Is it insane to love a child I have never met? I have this recurring daydream where she sits in a bassinet and listens to me try to learn the piano with a sympathetic yet slightly condescending look in her eye. Her future seems so real to us and we want to bring her home.

The hospital is becoming slightly more familiar to me, but there are folks there who are clearly regular visitors. There was the mom walking in her girl of maybe twelve years who was bald and skinny and fatigued from the walk between the elevators and the entrance; the battle between the cancer and the chemo within her had drained her vitality. There were the parents whose children were too weak or malformed or diseased to walk at all and they rode in little carts. This hospital is a war zone where life daily battles death and the love of parents finds hope in the skill of doctors to save a child. Oh, and there’s a coffee shop. Weird. Katie and I are certainly not alone in our suffering.

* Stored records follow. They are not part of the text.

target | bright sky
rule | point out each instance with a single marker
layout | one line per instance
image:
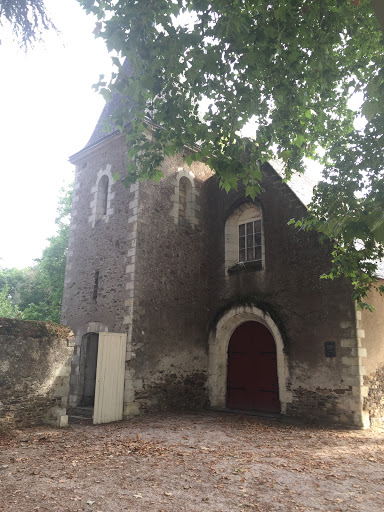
(48, 111)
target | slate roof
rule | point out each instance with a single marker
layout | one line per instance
(301, 184)
(101, 131)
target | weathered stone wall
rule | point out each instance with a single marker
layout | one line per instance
(102, 245)
(34, 373)
(171, 312)
(371, 327)
(162, 280)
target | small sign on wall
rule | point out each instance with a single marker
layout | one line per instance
(330, 348)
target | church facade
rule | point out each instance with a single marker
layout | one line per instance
(183, 296)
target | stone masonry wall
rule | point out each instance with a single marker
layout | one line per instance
(307, 310)
(371, 330)
(34, 373)
(170, 316)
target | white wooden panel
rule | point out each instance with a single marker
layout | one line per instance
(109, 393)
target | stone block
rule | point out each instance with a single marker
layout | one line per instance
(63, 421)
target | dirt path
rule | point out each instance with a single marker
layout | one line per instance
(192, 462)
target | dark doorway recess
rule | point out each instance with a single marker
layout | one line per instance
(252, 382)
(90, 347)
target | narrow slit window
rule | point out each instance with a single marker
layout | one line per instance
(250, 241)
(102, 196)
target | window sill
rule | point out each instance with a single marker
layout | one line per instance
(245, 266)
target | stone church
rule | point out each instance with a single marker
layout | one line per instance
(183, 296)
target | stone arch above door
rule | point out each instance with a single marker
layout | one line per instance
(218, 353)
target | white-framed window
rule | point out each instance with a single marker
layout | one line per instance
(184, 208)
(244, 238)
(250, 240)
(102, 196)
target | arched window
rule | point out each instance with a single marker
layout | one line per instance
(250, 235)
(102, 196)
(185, 198)
(244, 245)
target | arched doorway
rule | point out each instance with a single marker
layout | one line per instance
(252, 378)
(90, 346)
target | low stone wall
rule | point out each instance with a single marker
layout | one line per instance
(322, 405)
(374, 402)
(35, 364)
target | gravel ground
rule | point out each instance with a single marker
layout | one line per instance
(207, 461)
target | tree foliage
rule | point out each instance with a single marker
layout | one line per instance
(35, 293)
(28, 18)
(289, 66)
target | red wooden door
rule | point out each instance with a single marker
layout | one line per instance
(252, 382)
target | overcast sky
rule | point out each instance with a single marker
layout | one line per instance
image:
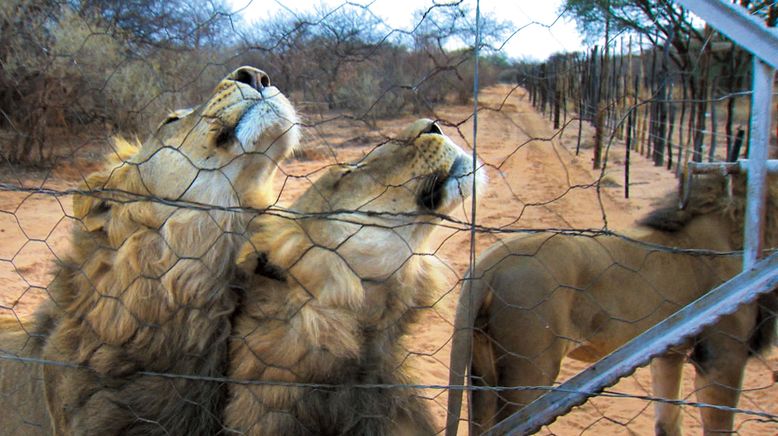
(541, 33)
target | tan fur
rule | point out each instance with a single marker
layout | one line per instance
(328, 297)
(146, 286)
(538, 298)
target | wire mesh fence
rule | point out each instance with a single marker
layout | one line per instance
(344, 220)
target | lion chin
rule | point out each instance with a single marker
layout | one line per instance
(328, 293)
(145, 289)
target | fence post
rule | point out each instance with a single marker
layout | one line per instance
(763, 78)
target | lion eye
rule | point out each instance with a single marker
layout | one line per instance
(434, 129)
(225, 136)
(170, 119)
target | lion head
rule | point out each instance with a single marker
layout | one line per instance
(220, 153)
(331, 285)
(381, 209)
(146, 287)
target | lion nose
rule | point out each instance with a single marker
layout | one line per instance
(253, 77)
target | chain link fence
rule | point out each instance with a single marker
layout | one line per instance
(345, 219)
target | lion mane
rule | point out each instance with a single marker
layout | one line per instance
(331, 287)
(145, 290)
(540, 297)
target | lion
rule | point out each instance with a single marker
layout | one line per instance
(330, 288)
(540, 297)
(146, 290)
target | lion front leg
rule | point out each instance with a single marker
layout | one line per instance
(666, 377)
(264, 410)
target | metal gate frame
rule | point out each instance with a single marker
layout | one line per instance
(757, 277)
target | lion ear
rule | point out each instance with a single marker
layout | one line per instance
(252, 262)
(92, 210)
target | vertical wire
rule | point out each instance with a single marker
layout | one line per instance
(474, 198)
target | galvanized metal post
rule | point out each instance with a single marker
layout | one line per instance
(757, 278)
(763, 78)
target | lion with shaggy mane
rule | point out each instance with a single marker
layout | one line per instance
(332, 286)
(145, 289)
(538, 298)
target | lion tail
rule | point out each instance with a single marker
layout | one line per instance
(765, 333)
(471, 300)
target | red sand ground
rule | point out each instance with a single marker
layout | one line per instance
(536, 181)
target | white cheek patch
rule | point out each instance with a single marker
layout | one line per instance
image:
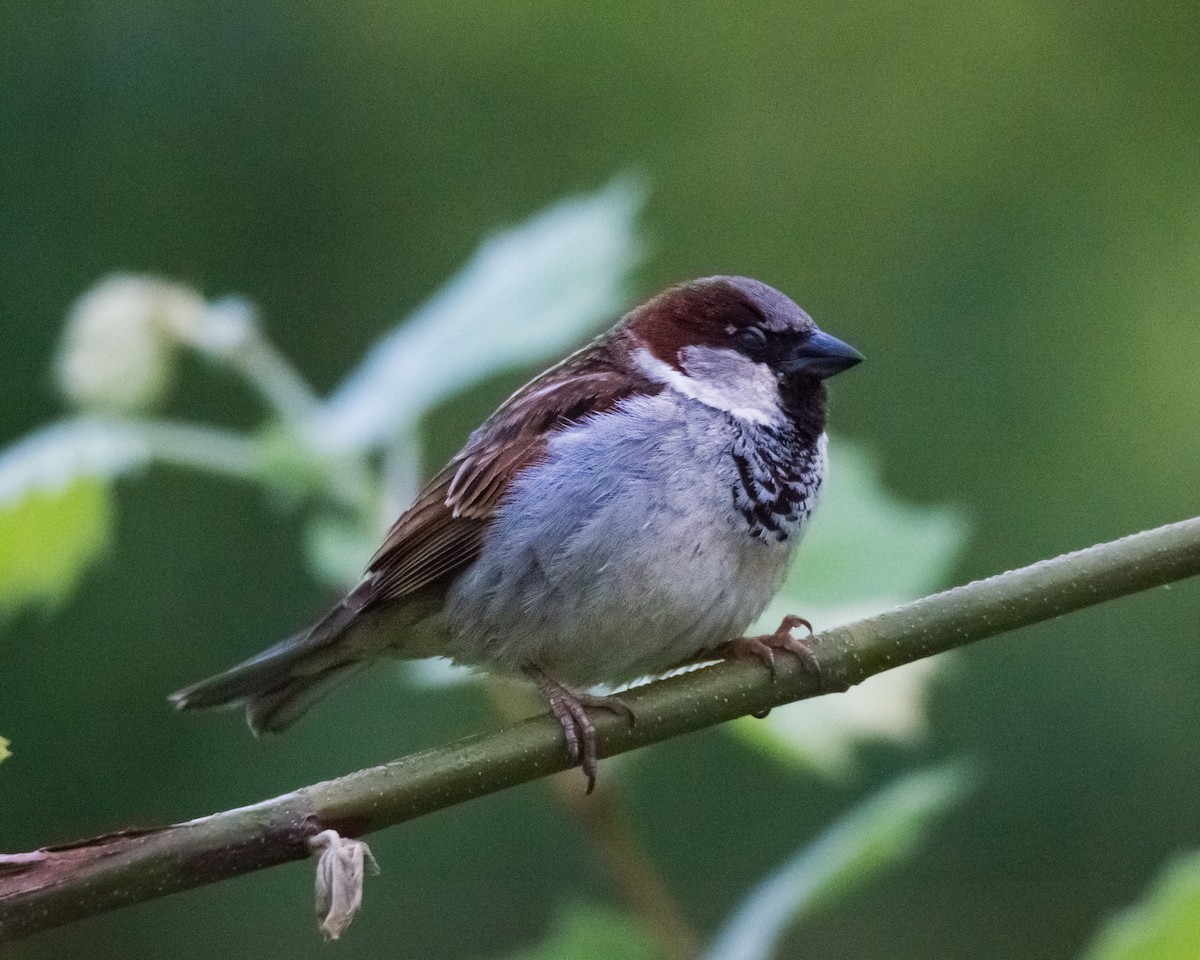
(720, 378)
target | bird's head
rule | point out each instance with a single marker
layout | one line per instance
(739, 346)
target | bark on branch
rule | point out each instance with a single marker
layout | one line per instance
(59, 885)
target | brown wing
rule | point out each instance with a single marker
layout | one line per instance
(443, 532)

Why do we love our kids so much? We love our children because we were created by a Father. This is not evolution or instinct or genetics: this is our Nature. And in this messed up world of pain and sorrow the hope we have is that our Father has not abandoned us, but has sent His only begotten Son to rescue us, though that meant His death. “What kind of love is this?” John would wonder. A love that sacrifices a Son to save a rebel. It’s a love that is even more amazing now that I am a father. Humanity is certainly not alone in our suffering: God has suffered in our midst.

So we are back to where we started. We have been told again what we already know. Penny needs your prayers. There’s not much else we can do except wait and trust. We are planning on bringing our little girl home, just like we brought home our other children. But I’ll share something that happened last week, and you can read whatever you like into it. I fell asleep around 10PM on Sunday night and woke up with the strongest feeling of peace in my heart around midnight. I had either dreamed or contemplated in the twilight between sleep and wake two things, and I could not tell whether these two things were consecutive or simultaneous. In one, Penny was born without the severe heart defects that had been diagnosed and we brought her home healthy. In the other, I imagined myself typing the words, “Penny has been healed” on this very blog. But I knew in my mind – in that way you know things in your dreams without knowing how you know- that what I meant by this was that God had welcomed her into His arms and she was safely with Him. In that moment of peaceful clarity, I knew that one way or another, Penny will be going to a home where she will be most welcomed and most loved. And that’s enough for me.